Regarding the Browns specifically for 2018, I would have Mayfield as a minor penalty (just outside of that 1 SD band), and Ward as just a bit more. For me, mathematically, both would be considered slight reaches. Personally, I don't think the Browns made bad choices. Time will tell.
#18 by Benjamin Robinson // Apr 09, 2020 - 4:15pm
This is definitely something that I've been looking into especially if a pick falls within the 95% confidence interval of the estimates. I mainly use the log difference in order to account for the value of picks like you say. I'll look into this at some point post-draft but I'm open to new ways of thinking about draft surplus value, it just might take a while!
#13 by Dan // Apr 08, 2020 - 4:13am
One interesting thing that could be done with this data set is to estimate a probability distribution for when each player will be drafted. A lot of models that project how good a career a player will have take draft position as an input (including FO's models like Playmaker & QBASE), so if we had a probability distribution for when Jalen Hurts will be drafted then those models could estimate a distribution for his post-draft expected career value.
Another interesting thing that could be done is to predict what players will be available at a particular draft slot. One way to set this up would be to let someone enter their draft board - so if we're looking at the Patriots' first round pick I'd enter my ranking of my top 23 players - and then the mock draft based joint probability distribution could tell us how likely it is that each of those 23 players will still be available at pick 23, and how likely it is that he'll be the BPA according to my ranking. Or simpler versions of that where we just look at (e.g.) who will be the best wide receiver available at pick 23, given some ranking of the WRs.
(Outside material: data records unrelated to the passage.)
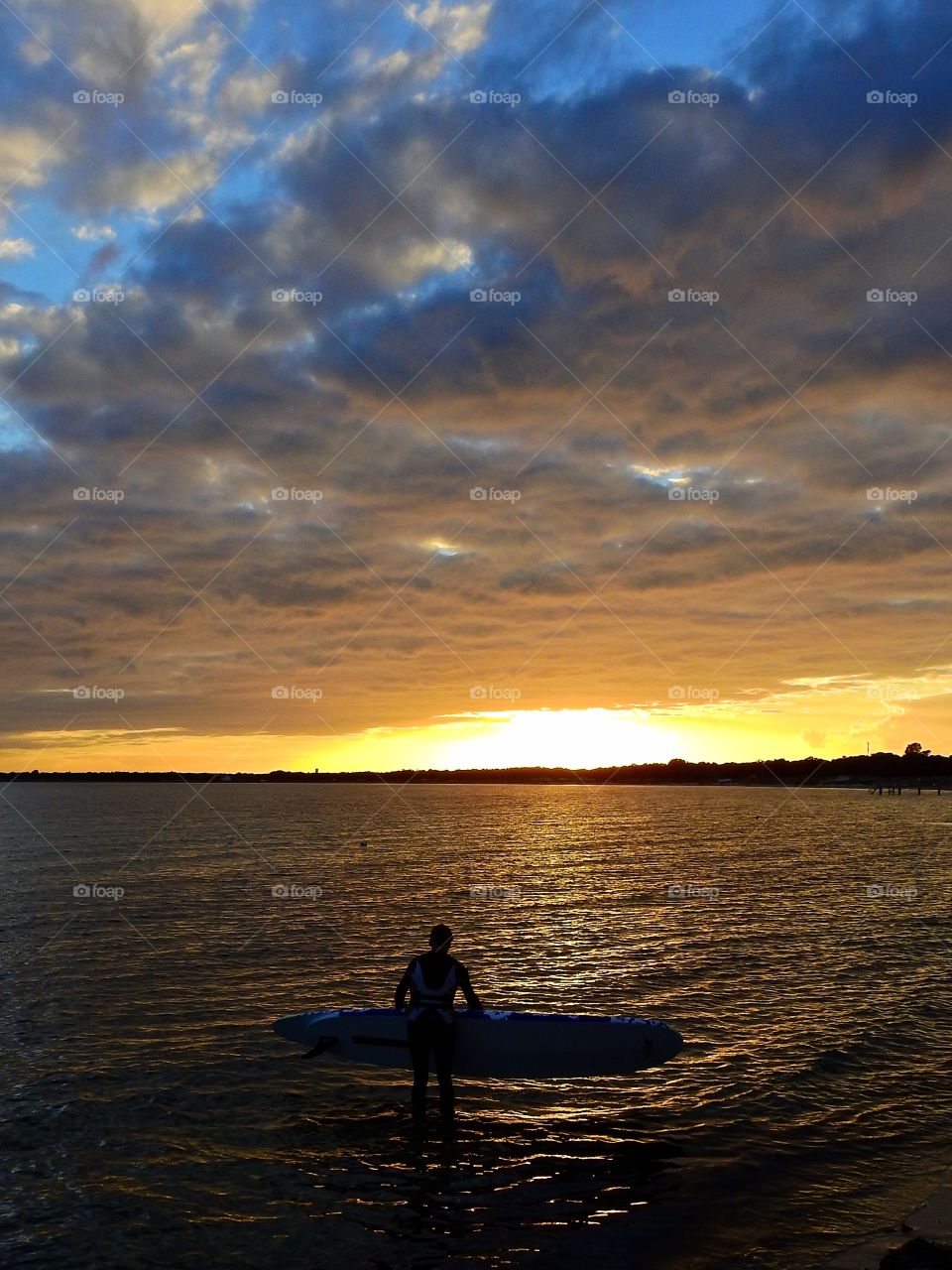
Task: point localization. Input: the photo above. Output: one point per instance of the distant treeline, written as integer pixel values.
(915, 767)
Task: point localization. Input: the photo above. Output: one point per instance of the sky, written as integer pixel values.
(483, 384)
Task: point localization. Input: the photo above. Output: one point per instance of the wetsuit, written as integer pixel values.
(431, 980)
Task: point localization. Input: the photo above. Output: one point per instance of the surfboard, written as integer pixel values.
(495, 1042)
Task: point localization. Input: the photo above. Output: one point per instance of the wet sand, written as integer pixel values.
(923, 1241)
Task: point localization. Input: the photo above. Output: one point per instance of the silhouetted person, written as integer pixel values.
(431, 980)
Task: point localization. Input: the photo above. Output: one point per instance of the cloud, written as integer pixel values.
(14, 249)
(93, 232)
(575, 384)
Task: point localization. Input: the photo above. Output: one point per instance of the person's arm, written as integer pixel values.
(403, 987)
(462, 978)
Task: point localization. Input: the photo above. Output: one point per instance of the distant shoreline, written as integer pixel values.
(881, 771)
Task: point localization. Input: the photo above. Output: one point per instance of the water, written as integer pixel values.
(150, 1118)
There are various websites that do simulated mock drafts where the user(s) pick for one or more teams and the computer picks for the rest. Another thing that could be done with this data set is to make a more realistic one of those, where it automatically makes the picks based on the mock draft based probability distribution, except for the picks that the user makes.
If this is going to be used to grade teams' drafts, then it seems important to do some analyses to see if the mock draft info still matters in predicting the player's career value after controlling for his actual draft position. Do players who are drafted earlier than they were mocked have worse careers (relative to their draft position) than players who are drafted later than they were mocked? How does that scale with the gap between mock pick and actual pick, and are there other variables that help predict it (such as school size, injury history, or variability in mock pick)? It would be nice to be able to look at excess value in a way that had that sort of empirical basis.
#16 by Benjamin Robinson // Apr 08, 2020 - 5:33pm
Thanks for the great comment, Dan! I agree with you on all points. My last "offseason" was focused on automating data collection to the extent I possibly could and this "offseason" will focus a ton more on R&D and algorithms as well as looking more into the relationship between EDP and future performance. I don't think I'm going to wade my foot into the mock draft simulator market at this time but would be open minded to working together with someone who would be interested in such a cause!
#22 by GwillyGecko // Apr 11, 2020 - 1:16pm
While during most of the mock draft season people had Darnold going first, it seemed that the day of the draft everyone realized that Cleveland was taking Mayfield and adjusted their final mocks accordingly if they updated in the afternoon that day.